Increasingly it looks like developed western nations are following the path set by Japan: overburdened by debt, growth remains low, deflation rather than inflation becomes the major pre-occupation for central bankers and interest rates remain low.
What's the message for fixed income?
Short JGBs remains the graveyard of global bond managers over the last decade and the message is that fixed income performs well in this environment. The precise question is: what sort of fixed income?
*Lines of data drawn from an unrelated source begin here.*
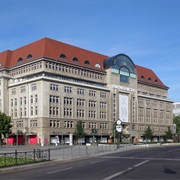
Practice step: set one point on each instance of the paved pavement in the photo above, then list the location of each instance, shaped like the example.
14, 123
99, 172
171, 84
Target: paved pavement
63, 153
58, 153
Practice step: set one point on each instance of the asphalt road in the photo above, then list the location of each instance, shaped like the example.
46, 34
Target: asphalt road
150, 163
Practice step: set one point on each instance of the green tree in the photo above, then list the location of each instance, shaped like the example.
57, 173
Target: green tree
79, 131
176, 120
169, 134
148, 133
5, 124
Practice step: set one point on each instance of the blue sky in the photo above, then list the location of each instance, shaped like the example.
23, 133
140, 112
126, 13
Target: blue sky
148, 31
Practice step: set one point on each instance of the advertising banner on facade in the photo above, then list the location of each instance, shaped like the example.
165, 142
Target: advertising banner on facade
123, 107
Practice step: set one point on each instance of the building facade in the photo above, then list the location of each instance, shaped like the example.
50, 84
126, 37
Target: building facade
48, 86
176, 108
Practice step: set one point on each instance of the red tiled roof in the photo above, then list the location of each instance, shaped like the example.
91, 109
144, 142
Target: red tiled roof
52, 49
148, 76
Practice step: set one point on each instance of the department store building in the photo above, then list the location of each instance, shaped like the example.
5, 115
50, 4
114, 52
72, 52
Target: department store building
48, 86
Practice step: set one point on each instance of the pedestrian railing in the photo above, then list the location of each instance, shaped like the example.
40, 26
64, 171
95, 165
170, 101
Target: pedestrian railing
89, 150
21, 158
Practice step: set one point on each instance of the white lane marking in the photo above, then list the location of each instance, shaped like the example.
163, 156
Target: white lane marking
141, 163
153, 159
122, 172
117, 174
94, 162
51, 172
174, 150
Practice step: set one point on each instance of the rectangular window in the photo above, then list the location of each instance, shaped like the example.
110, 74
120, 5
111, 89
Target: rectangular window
80, 91
92, 93
23, 89
13, 91
33, 87
67, 89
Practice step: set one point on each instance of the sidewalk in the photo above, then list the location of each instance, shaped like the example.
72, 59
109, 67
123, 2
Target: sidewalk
59, 153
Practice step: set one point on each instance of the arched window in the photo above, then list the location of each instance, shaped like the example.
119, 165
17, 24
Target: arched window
75, 59
86, 62
20, 59
97, 65
149, 79
63, 56
124, 74
29, 56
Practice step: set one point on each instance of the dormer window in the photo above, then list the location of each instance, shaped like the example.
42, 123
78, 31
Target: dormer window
97, 65
20, 59
149, 79
29, 56
75, 59
142, 77
63, 56
86, 62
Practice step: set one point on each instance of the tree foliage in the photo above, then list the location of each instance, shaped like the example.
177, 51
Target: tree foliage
5, 124
79, 131
148, 133
169, 134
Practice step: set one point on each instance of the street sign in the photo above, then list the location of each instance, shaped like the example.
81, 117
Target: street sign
119, 128
119, 122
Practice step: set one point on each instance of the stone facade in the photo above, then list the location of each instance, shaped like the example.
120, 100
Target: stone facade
46, 97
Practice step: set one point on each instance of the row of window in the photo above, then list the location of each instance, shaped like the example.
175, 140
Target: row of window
66, 124
155, 104
73, 70
70, 124
23, 89
25, 69
152, 95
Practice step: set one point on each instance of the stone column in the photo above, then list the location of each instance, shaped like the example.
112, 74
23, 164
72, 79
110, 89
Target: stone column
70, 139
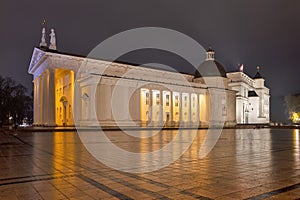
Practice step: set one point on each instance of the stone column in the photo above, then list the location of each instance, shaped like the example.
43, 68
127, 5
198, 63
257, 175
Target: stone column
171, 109
51, 98
161, 109
35, 101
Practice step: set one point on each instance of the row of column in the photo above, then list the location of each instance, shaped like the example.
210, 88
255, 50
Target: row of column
160, 106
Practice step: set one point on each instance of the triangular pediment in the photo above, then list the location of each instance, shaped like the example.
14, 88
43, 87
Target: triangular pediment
37, 55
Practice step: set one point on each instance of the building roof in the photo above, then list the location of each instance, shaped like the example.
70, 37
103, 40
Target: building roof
257, 75
210, 68
252, 94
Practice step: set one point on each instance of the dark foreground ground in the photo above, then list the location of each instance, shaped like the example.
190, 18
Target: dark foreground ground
244, 164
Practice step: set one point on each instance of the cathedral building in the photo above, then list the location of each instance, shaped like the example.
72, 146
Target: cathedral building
73, 90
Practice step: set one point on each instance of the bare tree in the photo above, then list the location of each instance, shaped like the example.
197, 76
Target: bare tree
14, 102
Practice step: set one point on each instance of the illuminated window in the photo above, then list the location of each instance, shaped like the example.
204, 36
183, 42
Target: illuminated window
185, 101
176, 101
147, 98
167, 100
157, 99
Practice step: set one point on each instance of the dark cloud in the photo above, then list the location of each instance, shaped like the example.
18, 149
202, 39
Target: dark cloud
264, 33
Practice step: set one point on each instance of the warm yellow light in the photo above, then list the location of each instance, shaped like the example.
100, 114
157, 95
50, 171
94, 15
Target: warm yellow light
295, 117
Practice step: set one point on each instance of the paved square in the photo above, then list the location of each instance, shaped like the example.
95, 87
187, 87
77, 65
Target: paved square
244, 164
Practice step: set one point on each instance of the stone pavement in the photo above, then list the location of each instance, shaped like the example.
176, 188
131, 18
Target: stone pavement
244, 164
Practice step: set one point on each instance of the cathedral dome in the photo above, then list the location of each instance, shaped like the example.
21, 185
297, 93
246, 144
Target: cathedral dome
210, 67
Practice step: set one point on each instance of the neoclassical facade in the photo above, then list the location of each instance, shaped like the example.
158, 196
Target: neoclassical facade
72, 90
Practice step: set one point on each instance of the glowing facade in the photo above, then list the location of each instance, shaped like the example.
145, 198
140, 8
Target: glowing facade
252, 98
69, 89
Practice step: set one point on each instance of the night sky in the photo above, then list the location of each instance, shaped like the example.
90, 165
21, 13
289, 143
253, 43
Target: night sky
249, 32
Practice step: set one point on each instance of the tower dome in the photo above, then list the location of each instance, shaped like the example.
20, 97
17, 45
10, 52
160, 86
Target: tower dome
257, 75
210, 67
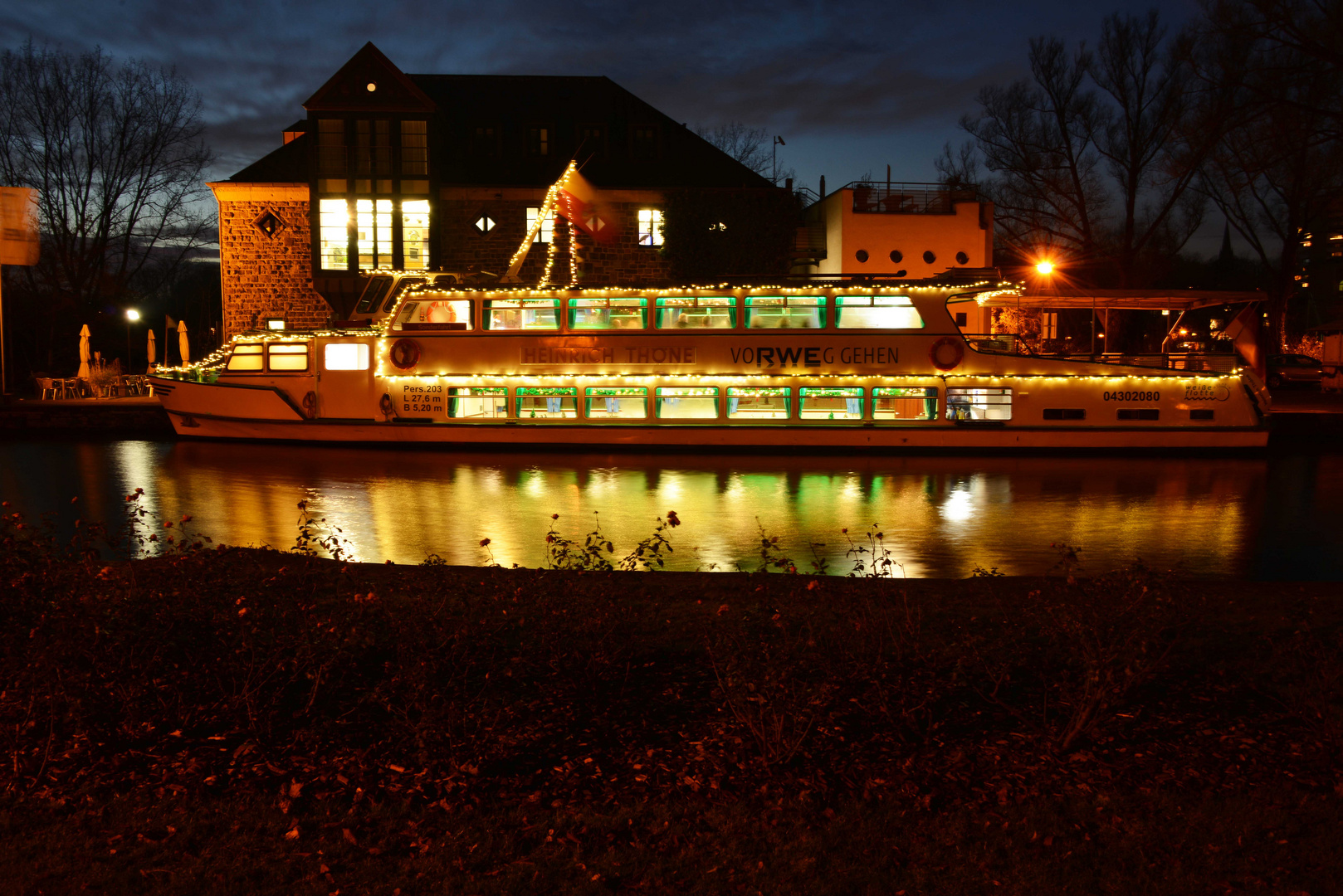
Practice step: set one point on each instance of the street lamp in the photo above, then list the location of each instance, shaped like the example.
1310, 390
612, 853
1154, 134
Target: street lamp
132, 316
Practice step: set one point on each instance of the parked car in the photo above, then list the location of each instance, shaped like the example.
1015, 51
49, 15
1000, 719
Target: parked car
1293, 368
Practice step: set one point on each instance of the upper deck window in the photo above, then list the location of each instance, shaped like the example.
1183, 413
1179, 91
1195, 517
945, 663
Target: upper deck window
876, 312
286, 356
523, 314
699, 312
246, 358
786, 312
688, 403
434, 310
608, 314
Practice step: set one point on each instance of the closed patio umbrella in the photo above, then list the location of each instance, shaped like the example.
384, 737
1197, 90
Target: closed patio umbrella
85, 355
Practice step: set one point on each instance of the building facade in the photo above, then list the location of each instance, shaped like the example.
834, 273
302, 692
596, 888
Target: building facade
447, 173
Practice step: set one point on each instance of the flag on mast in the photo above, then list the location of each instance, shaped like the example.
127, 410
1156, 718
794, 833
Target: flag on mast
578, 201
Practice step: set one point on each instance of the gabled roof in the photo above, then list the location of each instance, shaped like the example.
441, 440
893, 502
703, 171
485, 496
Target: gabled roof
349, 89
284, 165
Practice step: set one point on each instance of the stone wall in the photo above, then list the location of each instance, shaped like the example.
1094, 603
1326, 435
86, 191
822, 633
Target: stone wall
464, 247
266, 268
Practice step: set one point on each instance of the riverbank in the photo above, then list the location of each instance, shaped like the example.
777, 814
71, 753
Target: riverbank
246, 720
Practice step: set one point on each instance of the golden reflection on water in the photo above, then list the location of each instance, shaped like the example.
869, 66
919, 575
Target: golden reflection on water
938, 516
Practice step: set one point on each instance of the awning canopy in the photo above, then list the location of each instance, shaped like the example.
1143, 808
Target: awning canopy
1155, 299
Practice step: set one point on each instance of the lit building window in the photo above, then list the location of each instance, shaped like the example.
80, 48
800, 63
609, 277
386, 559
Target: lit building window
415, 234
650, 227
334, 223
374, 219
547, 232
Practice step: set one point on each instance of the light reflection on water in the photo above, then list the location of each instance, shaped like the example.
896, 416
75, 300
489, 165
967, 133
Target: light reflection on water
1268, 518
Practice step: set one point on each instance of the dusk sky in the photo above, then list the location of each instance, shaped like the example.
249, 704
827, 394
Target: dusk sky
852, 88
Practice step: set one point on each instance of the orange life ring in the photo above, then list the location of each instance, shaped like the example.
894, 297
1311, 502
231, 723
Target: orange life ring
947, 353
404, 353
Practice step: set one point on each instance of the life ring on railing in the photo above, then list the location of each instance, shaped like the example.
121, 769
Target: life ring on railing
947, 353
404, 353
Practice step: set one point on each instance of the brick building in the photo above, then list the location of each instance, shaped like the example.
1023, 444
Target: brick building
446, 173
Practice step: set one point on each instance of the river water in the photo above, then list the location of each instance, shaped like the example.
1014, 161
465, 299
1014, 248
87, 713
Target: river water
1267, 518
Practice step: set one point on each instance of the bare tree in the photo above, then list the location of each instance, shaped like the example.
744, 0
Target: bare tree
115, 152
1096, 153
752, 147
1280, 163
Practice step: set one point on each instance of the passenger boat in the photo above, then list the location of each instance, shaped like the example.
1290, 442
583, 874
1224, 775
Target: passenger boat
854, 366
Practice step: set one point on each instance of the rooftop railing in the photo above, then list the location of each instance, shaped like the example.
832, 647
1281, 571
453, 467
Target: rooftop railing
886, 197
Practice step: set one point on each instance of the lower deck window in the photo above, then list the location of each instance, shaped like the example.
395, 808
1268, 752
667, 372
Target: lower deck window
345, 356
617, 402
904, 403
246, 358
688, 403
547, 403
286, 356
830, 405
750, 403
477, 403
978, 403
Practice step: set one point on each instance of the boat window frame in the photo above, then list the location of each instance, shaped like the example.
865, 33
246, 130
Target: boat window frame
632, 394
930, 394
693, 394
759, 391
717, 301
638, 304
521, 305
818, 304
847, 392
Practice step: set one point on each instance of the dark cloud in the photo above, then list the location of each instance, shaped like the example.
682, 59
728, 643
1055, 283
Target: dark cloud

Government bonds should perform well. The major competitor to governments are cash rates - going nowhere anytime soon and inflation - where the risks are tilted towards the downside as commodity prices fall. 2008 could be a good guide here. Oil peaked in July 2008 at $160 per barrel, falling to $60 per barrel by year end with dramatic consequences for inflation. Likewise any bond that has a significant element of interest rate risk: investment grade credit, covered bonds etc...should participate in this rally. Conversely, inflation linked bonds, with breakeven inflation rates at elevated levels, look vulnerable.
More debatable are those areas of the bond market that rely on growth: high yield (HY) and emerging market debt (EMD). Here there remains a tension between the growth outlook and valuation. By committing to keep rates low for a few years (albeit conditionally) the Fed's view on economic growth is pretty clear and generally this is an environment where corporate profitability could come under pressure. Against this, valuations for both HY and EMD are now looking pretty attractive. Two issues need to be highlighted:
1. A low growth environment is one where differentiation between issuers will increase and security selection becomes paramount. The gap between the best and worst performing bonds in HY and EMD is likely to be large going forward and we have the resources in place to score well here. Our large, global EMD team covers all sectors of that market: local, external and corporate and our army of career corporate credit analysts will come into their own in this environment. In fact, joining the corporate credit army this week is veteran high yield manager Bill Healey as part of the Euro high yield team.
2. Systemic risk: with central banks starting to respond to the lower growth environment, and with other tools at their disposal - the Fed for example could cut interest rates paid on negative reserves, extend the duration of holdings on its balance sheet as well as launching QE3, does offer some reassurance to investors. Offsetting this, events in Europe are by no means solved: the EFSF proposals remain unratified, the ECB is reluctantly buying Italian and Spanish bonds and political tensions are increasing. Any spill over that causes a double dip and genuine growth scare would be detrimental for HY and EMD prices.
What does this mean for portfolios?
Bond investors have two enemies: high interest rates and higher inflation - both are unlikely to present much of a challenge for a while.
This is an environment where fixed income returns are likely to continue to (positively) surprise investors. Portfolios remain well positioned with a modest long duration bias and low risk levels. As we get greater clarity on the evolution of the Eurozone response we will also look to tentatively deploy our cash pile into riskier assets: IG, HY and EMD.